Publié le 4 mars 2008, par Lise Mayrand/Naja

Adapter un habitat à la personne qui l’occupe, c’est l’esprit qui émane de l’expérience portée par Adoma au Petit Barthélémy à Aix-en-Provence. La résidence a ainsi été réhabilitée pour offrir à ses habitants, pour la plupart des migrants retraités le confort que nécessite leur âge, ainsi qu’un dispositif de suivi médico-social. Un projet révélateur de l’évolution d’Adoma, ex-Sonacotra, plus de 50 ans après sa création.

Deux nouveaux projets sur le modèle du Petit Barthélemy sont en cours en Ile-de-France. © Thierry Mamberti

Fin 2007, Adoma a inauguré deux unités de vie entièrement réhabilitées et destinées aux locataires de la résidence du Petit Barthélémy. Il s'agit d'un projet pilote du bâti adapté au vieillissement des populations migrantes, traditionnellement locataires d'Adoma. Le bâtiment a subi un lifting avec l'installation d'équipements spécifiques : sols anti-dérapants, élargissement des couloirs avec mains courantes et de l'ascenceur, rampes d'accès et lits surélevés. Une réhabilitation qui a nécessité 800 000 € d'investissements. Par ailleurs, depuis 3 ans, un médecin gériatre travaille au sein d'Adoma sur les politiques d'accompagnement du vieillissement dans le cadre d'un suivi médico-social au sein de résidences comme le Petit Barthélémy (aide aux démarches administratives et de santé…).

L'adaptation de l'habitat et de l'encadrement structurel aux personnes âgées fait partie intégrante de la mutation que cette Sem, au chiffre d'affaire de 266 millions d'€, opère depuis plusieurs années. A l'origine, Adoma, c'est la Sonacotra, fondée en 1957, afin de résorber les bidonvilles des grandes villes et loger des jeunes migrants, principalement venus des pays du Maghreb pour travailler en France. Les logements ont, à l'époque, été construits pour une population jeune, masculine et célibataire.

Beaucoup de ces jeunes travailleurs sont restés et devenus des retraités. A titre d'exemple, 68 % des résidents du Petit Barthélémy est âgé de plus de 60 ans.
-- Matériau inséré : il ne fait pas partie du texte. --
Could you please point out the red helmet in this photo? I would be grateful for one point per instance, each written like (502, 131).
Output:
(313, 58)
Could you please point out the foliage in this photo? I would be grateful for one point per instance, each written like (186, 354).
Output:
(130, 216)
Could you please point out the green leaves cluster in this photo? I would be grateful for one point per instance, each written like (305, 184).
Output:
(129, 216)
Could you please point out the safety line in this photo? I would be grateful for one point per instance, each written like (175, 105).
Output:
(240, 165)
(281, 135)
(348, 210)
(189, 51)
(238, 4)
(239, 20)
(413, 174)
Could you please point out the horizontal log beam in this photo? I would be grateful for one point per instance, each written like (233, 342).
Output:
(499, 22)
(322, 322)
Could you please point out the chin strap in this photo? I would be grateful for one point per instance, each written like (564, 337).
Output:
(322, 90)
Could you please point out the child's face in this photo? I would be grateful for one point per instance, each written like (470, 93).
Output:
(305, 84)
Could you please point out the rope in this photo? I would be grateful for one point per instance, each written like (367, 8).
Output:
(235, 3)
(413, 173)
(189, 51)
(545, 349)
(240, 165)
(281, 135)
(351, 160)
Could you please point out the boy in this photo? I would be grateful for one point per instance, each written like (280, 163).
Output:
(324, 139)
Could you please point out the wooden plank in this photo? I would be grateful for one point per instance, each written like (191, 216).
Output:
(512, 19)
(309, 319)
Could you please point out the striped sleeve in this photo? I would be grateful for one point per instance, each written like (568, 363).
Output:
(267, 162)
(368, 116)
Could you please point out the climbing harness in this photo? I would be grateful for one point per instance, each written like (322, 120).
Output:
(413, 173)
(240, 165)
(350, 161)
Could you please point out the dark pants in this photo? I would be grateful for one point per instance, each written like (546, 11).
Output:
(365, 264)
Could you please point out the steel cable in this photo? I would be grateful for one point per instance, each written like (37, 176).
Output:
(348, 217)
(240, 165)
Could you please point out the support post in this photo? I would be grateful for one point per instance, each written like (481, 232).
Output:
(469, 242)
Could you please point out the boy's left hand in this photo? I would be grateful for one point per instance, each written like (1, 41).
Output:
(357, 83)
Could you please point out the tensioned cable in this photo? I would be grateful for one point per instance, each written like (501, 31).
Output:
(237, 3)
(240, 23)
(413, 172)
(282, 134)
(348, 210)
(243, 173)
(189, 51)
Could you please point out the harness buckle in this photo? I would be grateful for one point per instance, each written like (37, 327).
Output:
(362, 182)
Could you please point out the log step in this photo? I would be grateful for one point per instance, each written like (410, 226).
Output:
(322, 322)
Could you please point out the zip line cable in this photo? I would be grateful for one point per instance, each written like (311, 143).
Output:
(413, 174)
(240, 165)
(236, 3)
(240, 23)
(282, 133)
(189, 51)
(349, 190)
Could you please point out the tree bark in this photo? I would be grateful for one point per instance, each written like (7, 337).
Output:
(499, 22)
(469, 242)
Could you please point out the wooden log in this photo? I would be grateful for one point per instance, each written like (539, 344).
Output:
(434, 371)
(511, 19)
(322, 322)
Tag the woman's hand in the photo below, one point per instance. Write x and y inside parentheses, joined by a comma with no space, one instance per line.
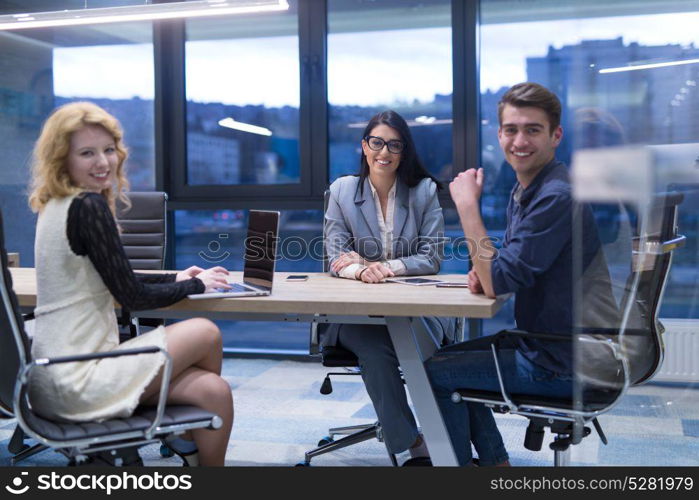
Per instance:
(188,273)
(474,282)
(374,272)
(216,277)
(345,260)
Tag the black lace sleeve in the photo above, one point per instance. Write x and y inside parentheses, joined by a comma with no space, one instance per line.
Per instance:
(92,231)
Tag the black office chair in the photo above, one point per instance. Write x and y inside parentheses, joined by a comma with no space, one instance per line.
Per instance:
(144,236)
(337,357)
(113,441)
(634,352)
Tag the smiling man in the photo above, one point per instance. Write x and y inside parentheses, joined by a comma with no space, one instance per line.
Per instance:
(535,263)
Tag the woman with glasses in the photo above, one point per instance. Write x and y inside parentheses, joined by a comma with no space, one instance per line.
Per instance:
(382,223)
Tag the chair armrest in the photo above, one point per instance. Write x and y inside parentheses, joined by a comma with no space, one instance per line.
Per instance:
(164,382)
(96,355)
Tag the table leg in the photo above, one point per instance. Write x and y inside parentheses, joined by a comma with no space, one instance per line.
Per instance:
(414,344)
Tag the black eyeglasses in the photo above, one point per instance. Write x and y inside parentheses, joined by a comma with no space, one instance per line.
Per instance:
(377,143)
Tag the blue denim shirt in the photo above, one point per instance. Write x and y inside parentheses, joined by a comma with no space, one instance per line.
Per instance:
(536,262)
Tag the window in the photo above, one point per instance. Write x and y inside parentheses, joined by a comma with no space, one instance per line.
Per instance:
(382,55)
(242,81)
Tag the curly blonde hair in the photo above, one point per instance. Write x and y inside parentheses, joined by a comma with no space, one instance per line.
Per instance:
(50,177)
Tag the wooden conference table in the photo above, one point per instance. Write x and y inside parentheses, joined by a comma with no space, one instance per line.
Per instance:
(325,299)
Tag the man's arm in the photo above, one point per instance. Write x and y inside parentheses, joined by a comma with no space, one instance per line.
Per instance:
(466,191)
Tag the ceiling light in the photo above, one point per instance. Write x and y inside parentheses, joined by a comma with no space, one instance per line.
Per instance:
(648,66)
(145,12)
(244,127)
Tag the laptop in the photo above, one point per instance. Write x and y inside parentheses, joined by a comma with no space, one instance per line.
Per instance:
(260,259)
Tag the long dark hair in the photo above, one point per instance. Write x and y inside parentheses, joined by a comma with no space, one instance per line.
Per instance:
(410,169)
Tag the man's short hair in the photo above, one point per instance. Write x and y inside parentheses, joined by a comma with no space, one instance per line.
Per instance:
(533,95)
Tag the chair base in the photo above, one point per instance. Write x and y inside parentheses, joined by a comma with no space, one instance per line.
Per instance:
(353,434)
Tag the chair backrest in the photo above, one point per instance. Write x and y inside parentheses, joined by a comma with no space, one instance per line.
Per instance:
(650,268)
(143,229)
(12,334)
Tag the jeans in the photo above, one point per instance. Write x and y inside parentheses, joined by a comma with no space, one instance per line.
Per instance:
(470,365)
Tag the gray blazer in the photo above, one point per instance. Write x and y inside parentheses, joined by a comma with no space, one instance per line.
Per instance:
(418,224)
(418,236)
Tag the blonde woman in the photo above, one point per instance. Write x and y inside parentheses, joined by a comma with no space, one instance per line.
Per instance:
(78,172)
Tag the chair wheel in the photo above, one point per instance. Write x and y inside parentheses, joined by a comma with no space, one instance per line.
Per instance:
(325,440)
(166,452)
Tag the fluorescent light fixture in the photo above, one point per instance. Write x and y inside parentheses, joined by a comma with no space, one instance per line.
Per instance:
(244,127)
(648,66)
(145,12)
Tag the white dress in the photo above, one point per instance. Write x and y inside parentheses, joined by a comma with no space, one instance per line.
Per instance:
(75,315)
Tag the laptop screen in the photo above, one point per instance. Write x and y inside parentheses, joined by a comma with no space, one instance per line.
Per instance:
(261,249)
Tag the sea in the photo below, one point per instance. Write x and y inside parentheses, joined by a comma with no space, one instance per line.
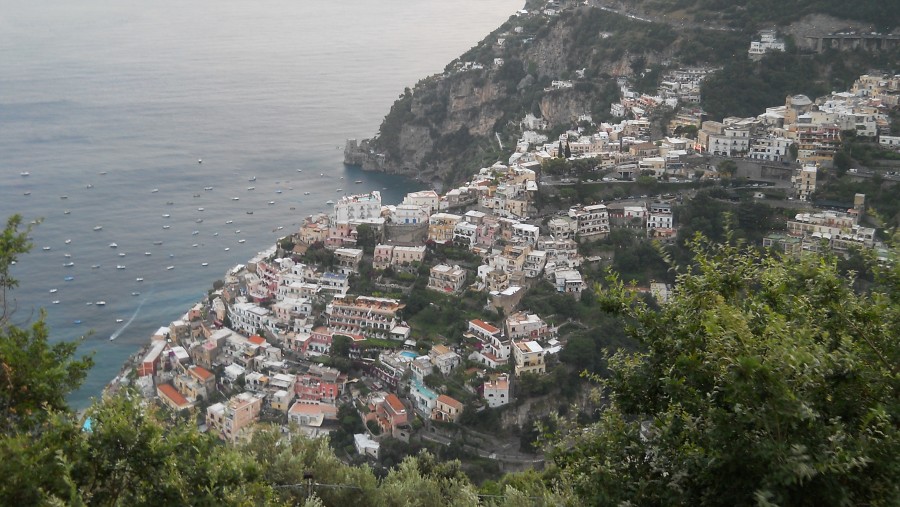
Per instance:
(159,144)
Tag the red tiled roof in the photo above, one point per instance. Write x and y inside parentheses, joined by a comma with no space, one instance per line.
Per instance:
(484,325)
(395,403)
(169,391)
(201,372)
(446,400)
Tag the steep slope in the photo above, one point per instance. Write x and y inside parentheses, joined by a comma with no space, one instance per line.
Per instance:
(449,125)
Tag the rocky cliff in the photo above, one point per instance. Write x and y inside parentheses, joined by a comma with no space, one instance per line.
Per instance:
(450,125)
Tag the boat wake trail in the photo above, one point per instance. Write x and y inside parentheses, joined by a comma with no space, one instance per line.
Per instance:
(133,316)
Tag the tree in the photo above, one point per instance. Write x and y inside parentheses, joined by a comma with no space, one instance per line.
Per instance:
(764,381)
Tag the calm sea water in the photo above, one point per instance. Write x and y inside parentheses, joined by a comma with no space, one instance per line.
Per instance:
(109,105)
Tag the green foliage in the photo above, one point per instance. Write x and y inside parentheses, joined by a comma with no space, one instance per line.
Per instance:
(764,381)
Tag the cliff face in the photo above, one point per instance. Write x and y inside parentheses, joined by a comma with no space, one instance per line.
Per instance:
(450,125)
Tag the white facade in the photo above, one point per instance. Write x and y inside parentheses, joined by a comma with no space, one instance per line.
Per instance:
(360,207)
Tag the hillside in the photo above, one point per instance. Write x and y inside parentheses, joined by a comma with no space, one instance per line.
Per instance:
(449,125)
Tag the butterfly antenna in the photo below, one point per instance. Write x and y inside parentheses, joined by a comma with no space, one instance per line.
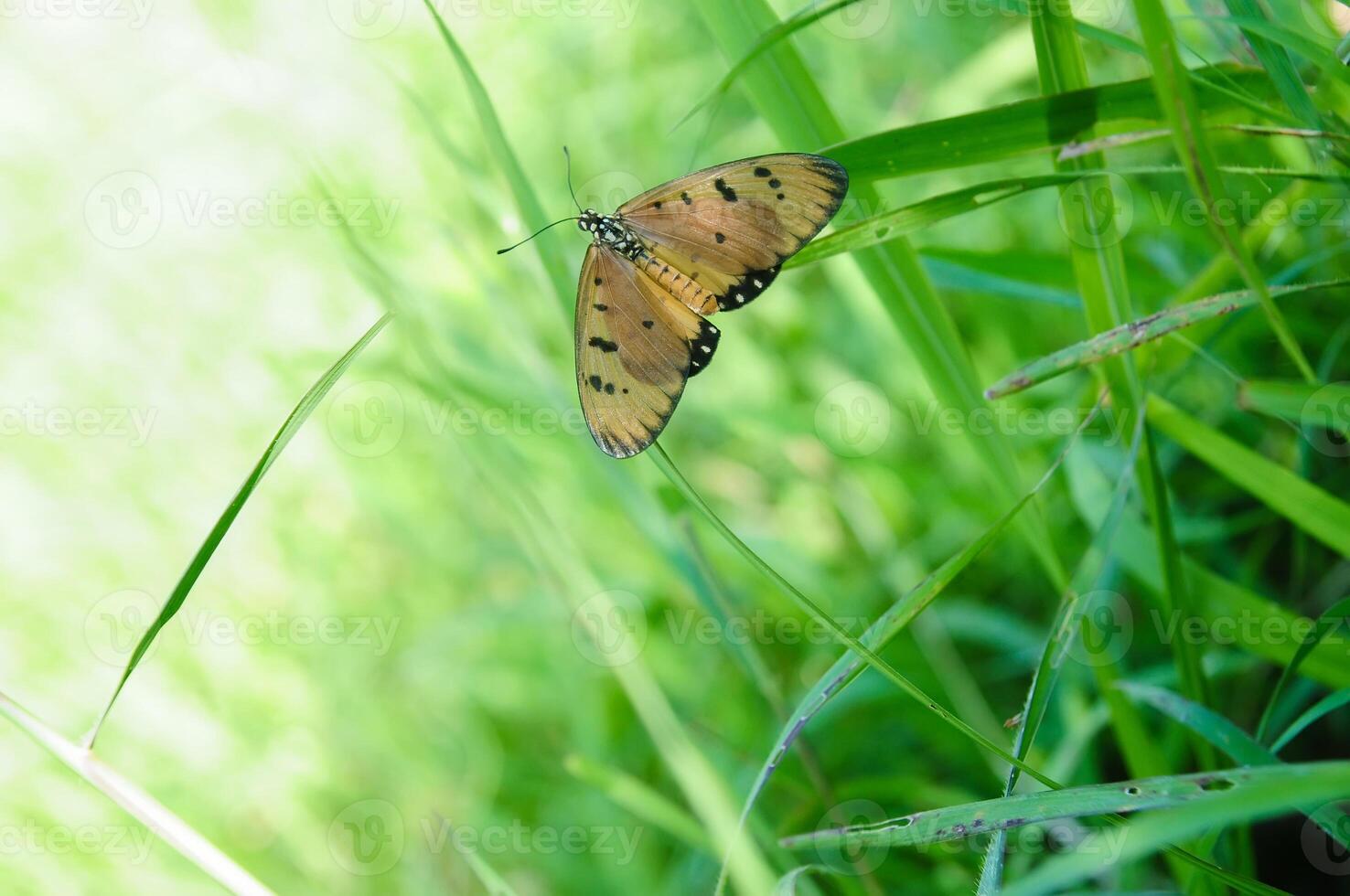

La société a donc dû s'adapter. Ce changement s'inscrit dans une mutation plus large de l'ex-Sonacotra qui s'est dotée d'un nouveau nom en 2007, Adoma, issue du latin Ad qui veut dire « vers » et domus qui signifie « la maison ». En effet, Adoma, dont l'actionnaire majoritaire demeure l'Etat à plus de 57 %, accueille aujourd'hui une clientèle plus diversifiée (familles, gens du voyage, demandeurs d'asile, femmes seules et étudiants).

Toujours est-il que l'expérience du Petit Barthélémy a essaimé, puisque de nouveaux chantiers sont en cours en Ile-de-France à Genevilliers (92) et à Argenteuil (95). Autre projet : la construction d'un établissement d'hébergement pour personnes âgées dépendantes (Ehpad), sorte de maison de retraite médicalisée. Ce dernier doit sortir de terre à Bobigny en 2008.